O interesse surgiu quando ela entrou para um projeto acadêmico no qual estudantes de psicologia negros ofereciam atendimento terapêutico para pessoas pretas e pardas, em 2018.

Para se manter nas atividades, ela se inscreveu na seleção de mestrado e foi aprovada para uma bolsa da Capes (Coordenação de Aperfeiçoamento de Pessoal de Nível Superior) de R$ 1.500.

“Por causa da ação afirmativa da universidade para alunos de baixa renda, o programa de pós-graduação oferece as bolsas primeiro para os estudantes cotistas. Como eu tinha entrado por cota de renda e raça, consegui”, conta.

O benefício está disponível para estudantes de programas stricto sensu (mestrado ou doutorado) de instituições de ensino superior.

Ao se inscrever para o doutorado, foi o currículo de Loíse que garantiu o subsídio, dessa vez via ampla concorrência.

Meses depois, ela trocou a bolsa por uma de maior valor, da Uerj, passando de R$ 2.200 para R$ 4.300 por mês.

O valor é superior ao das bolsas concedidas pelo governo federal, mesmo após o reajuste anunciado em fevereiro de 2023, após dez anos sem revisão. A de mestrado foi de R$ 1.500 para R$ 2.100. A de doutorado, de R$ 2.200 para R$ 3.100. Já no pós-doutorado, o benefício passou de R$ 4.100 para R$ 5.200.

Em termos de comparação, o salário mínimo foi de R$ 622,73, em 2012, para R$ 678 em 2013, quando as bolsas haviam sido reajustadas pela última vez. Em 2022, chegou a R$ 1.212, enquanto as bolsas permaneciam iguais.

“A maior parte da pesquisa é feita pelos estudantes de pós-graduação, mas isso não é reconhecido como um trabalho. Quando eu olho para essa questão, penso ‘cara, essa remuneração tinha que ser muito melhor’, mas reconheço que esse reajuste fez muita diferença'”, afirma Loíse.

Mercedes Bustamante, presidente da Capes, diz que o reajuste é um reconhecimento aos pesquisadores.

“Tem um componente social importante, no sentido de permitir condições de vida mais adequadas. As bolsas têm papel importante também na economia, sobretudo nos pequenos municípios.”

É o que acontece com a estudante de mestrado em filosofia da UFSCar (Universidade Federal de São Carlos) Natália da Silva, 38. Prestes a terminar o curso pós-graduação como bolsista Capes, ela se prepara para ingressar no doutorado já em março.

Natural de São Vicente, na Região Metropolitana da Baixada Santista, ela terminou o ensino médio em 1999, mas não teve acesso ao ensino superior até seus 28 anos.
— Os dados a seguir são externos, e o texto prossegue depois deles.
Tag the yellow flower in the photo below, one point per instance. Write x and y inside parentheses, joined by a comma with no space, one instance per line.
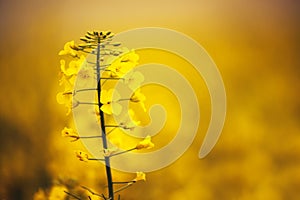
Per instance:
(66,99)
(120,66)
(145,144)
(129,122)
(110,151)
(68,49)
(69,132)
(82,156)
(57,193)
(86,76)
(138,97)
(134,79)
(109,101)
(40,195)
(140,176)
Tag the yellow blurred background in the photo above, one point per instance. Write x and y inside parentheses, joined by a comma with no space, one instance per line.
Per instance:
(255,44)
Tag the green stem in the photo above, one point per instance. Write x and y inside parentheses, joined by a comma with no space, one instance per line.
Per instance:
(122,152)
(102,124)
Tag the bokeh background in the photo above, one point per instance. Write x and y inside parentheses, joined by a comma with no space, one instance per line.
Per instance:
(255,44)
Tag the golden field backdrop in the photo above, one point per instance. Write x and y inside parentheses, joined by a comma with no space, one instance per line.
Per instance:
(255,45)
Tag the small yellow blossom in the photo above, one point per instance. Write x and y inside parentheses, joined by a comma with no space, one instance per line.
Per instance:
(140,176)
(145,144)
(134,79)
(82,156)
(130,122)
(73,67)
(58,193)
(123,64)
(110,151)
(66,99)
(40,195)
(69,132)
(68,49)
(109,101)
(138,97)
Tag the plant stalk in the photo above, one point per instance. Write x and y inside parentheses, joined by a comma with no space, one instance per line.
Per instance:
(102,124)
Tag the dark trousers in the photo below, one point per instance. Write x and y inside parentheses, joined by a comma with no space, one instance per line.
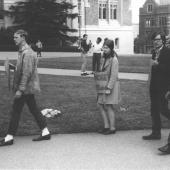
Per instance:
(158,105)
(96,61)
(17,109)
Desde então, Natália tem contado com bolsas de auxílio permanência, vale bandeijão, entre outros recursos para concluir os estudos.

Para a coordenadora do Observatório do Conhecimento, Mayra Goulart, o reajuste demonstra o compromisso do governo com a ciência e a tecnologia, mas é insuficiente. “Com inflação, não conseguiram chegar [proporcionalmente] nem perto dos valores do passado”, afirma.

Por outro lado, ela defende que a questão financeira não seja a única considerada na hora de se planejar a carreira.

“O aluno que está na pós-graduação deve ter uma perspectiva de ganho futuro. Eu não acredito na pós-graduação como um lugar de enriquecimento. É para aqueles que querem produzir conhecimento”, diz ela.

Outra mudança foi a flexibilização das normas para o acúmulo do benefício e atividades remuneradas.

Antes, para que um aluno fosse contemplado com bolsas oferecidas por agências como a Capes e o CNPq (Conselho Nacional de Desenvolvimento Científico e Tecnológico), precisava ter dedicação exclusiva, ou seja, não poderia acumular o subsídio e um emprego formal.

Com a revisão, em julho do ano passado, é permitido somar atividades, especialmente quando o trabalho se relaciona com o tema de pesquisa.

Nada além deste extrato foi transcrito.